George H. Forsyth papers, 1880-2016 (majority within 1920-1999)
20 linear feet (in 27 boxes) — 68.2 MB — 10 oversize folders — 1 tube
20 linear feet (in 27 boxes) — 68.2 MB — 10 oversize folders — 1 tube
The Michigan-Princeton-Alexandria Expeditions to Saint Catherine's Monastery (Mount Sinai, Egypt) series comprises the bulk of the collection. This series is arranged into five subseries: Correspondence, Travel Preparations, Field Work, Visual Materials, and Publication Activities. The Michigan-Princeton-Alexandria Expeditions are typically referred to as "Mt. Sinai" and occurred in four campaigns in 1958, 1960, 1963, and 1965. Materials of particular note include correspondence with Kurt Weitzmann, of Princeton University who co-led the expeditions, and Fred Anderegg, UM director of photography; trip preparatory materials such as equipment lists and medical supply information; field notebooks (two volumes); full-scale architectural drawings of the monastery and surrounding fortress, which were cataloged during Ilene's posthumous publication efforts (Box 9); and extensive repurposed source material, such as photographs, negatives, drawings, and field notes, reproduced and annotated for various publication activities. This material is described more fully at the subseries level.

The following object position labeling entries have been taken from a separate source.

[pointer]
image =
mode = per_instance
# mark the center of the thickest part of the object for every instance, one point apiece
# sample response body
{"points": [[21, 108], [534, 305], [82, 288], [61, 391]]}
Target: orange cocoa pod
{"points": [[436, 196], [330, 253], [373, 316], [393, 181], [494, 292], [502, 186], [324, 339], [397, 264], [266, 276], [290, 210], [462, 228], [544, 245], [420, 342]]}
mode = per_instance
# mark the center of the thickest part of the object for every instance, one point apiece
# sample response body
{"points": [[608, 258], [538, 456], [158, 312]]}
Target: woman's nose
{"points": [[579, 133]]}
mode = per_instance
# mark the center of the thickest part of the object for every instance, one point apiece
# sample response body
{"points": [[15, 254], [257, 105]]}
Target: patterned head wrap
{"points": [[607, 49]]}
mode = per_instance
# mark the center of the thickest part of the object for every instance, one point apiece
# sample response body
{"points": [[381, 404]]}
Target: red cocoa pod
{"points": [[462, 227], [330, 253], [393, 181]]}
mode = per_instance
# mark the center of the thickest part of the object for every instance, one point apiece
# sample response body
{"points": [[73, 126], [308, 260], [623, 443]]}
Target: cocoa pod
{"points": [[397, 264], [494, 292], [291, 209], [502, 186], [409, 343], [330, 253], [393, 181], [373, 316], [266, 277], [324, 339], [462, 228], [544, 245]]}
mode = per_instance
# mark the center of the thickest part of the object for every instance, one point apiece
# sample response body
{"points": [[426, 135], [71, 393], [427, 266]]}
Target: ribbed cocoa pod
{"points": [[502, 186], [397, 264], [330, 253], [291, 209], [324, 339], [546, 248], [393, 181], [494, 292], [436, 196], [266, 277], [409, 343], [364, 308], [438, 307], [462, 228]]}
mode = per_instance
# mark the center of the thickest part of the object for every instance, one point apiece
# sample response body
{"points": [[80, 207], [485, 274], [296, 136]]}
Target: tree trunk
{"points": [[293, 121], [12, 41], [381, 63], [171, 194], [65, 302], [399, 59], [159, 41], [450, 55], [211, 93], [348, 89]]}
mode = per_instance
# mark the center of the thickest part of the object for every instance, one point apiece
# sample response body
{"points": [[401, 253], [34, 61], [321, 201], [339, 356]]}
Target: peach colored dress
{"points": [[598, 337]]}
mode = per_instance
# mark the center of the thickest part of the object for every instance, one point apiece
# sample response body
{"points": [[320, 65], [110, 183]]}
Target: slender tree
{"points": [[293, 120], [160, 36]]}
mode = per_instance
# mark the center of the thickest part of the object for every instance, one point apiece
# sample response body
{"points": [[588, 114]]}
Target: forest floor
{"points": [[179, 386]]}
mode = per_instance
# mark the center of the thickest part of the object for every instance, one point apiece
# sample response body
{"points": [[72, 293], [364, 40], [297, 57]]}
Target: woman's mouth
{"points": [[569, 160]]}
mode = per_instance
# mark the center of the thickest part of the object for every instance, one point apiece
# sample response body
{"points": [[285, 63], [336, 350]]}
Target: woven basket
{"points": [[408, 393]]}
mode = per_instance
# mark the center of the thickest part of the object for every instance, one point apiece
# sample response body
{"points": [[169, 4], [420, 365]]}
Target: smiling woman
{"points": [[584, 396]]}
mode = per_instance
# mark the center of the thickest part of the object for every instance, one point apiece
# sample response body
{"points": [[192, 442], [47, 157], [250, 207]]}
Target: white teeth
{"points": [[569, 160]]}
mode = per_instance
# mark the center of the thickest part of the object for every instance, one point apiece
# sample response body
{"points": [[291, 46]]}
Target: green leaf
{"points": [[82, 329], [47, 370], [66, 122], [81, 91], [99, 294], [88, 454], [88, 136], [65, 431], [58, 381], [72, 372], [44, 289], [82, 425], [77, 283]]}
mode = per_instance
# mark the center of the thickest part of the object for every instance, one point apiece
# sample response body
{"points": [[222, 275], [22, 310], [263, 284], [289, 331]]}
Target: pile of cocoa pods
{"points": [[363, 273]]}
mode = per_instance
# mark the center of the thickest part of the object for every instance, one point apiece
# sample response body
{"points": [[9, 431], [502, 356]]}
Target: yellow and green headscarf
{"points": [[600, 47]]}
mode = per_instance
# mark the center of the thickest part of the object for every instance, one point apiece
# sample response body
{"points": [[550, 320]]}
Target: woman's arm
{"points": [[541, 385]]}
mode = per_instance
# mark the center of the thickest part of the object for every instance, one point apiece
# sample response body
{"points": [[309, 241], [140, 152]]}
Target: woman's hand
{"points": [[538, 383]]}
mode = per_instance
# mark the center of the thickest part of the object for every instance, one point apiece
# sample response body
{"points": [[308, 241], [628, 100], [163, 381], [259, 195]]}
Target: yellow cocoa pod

The Publication Activities subseries includes materials created by George Forsyth resulting in articles, exhibitions, a monograph executed during his life, and materials created and culled together by Ilene Forsyth posthumously. This subseries is comprised of correspondence with publishers including the University of Michigan Press, Dumbarton Oaks Papers, and Princeton University Press; annotated manuscripts and chapter drafts; two annotated galley proofs of The Monastery of Saint Catherine at Mount Sinai: the church and fortress of Justinian / Plates published with Kurt Weitzmann, Ihor Ševčenko, and Fred Anderegg (Box 14); and notes, drawings, and photographs reproduced for publication activities. Forsyth made detailed notes on photographs, scraps of paper, and envelopes during his continued analyses of his field notes and other source materials. The processing archivist transcribed existing folder titles or created titles based on information from envelopes, and where appropriate envelopes were kept with file contents to preserve Forsyth's notes.
George Forsyth died prior to completing the publication of his landmark drawings of Saint Catherine's Monastery (Mount Sinai, Egypt). Publication efforts were continued posthumously by his wife, Dr. Ilene H. Forsyth, an art historian and professor at the University of Michigan. Her extensive efforts to publish George's work are documented is approximately three linear feet of manuscripts, correspondence, topical files, and a catalog of drawings, 1995-1997, located in Box 9.